La bibliothèque libre.
Sauter à la navigation Sauter à la recherche
Cette page a été validée par deux contributeurs.
156
silhouettes canadiennes


Cette parole, qui vola de bouche en bouche, calma un peu la mortelle inquiétude. Le baron de Longueuil, commandant des forces à Ville-Marie et cousin de Jeanne Le Ber, lui envoya son drapeau, la priant d’y mettre une image de la Vierge avec une prière de sa composition. Elle ne put s’y refuser et autour de l’image écrivit :

« Nos ennemis mettent toute leur confiance dans leurs armes ; mais nous mettons la nôtre au nom de la Reine des Anges que nous invoquons. Elle est terrible comme une armée rangée en bataille. Sous sa protection, nous espérons vaincre nos ennemis. »

Le drapeau solennellement bénit fut remis à Longueuil dans l’église Notre-Dame, en présence de tout le peuple.

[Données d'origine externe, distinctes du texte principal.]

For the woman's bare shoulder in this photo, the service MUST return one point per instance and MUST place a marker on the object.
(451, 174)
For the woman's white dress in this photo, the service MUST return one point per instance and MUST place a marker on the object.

Le vaillant baron ne voulait pas laisser les Anglais arriver à Ville-Marie sans tâcher de leur dresser quelque embuscade. Avec une poignée de braves, et portant lui-même son drapeau, il se rendit proche de Chambly où ils devaient passer.

Mais il n’y était pas depuis longtemps quand il apprit, à son grand étonnement, que l’armée de Nicholson avait rebroussé chemin, en brûlant sur sa route ses forts et ses magasins.

Une retraite si étrange ranima merveilleusement l’espérance. La Sainte Vierge avait sauvé Ville-Marie. Personne n’en doutait, et les troupes et les milices descendirent gaiement au secours de Québec. Mais on attendit vainement la redoutable flotte [1].

  1. C’était la nouvelle de ce qui lui était arrivé qui avait décidé Nicholson à rebrousser chemin avec son armée.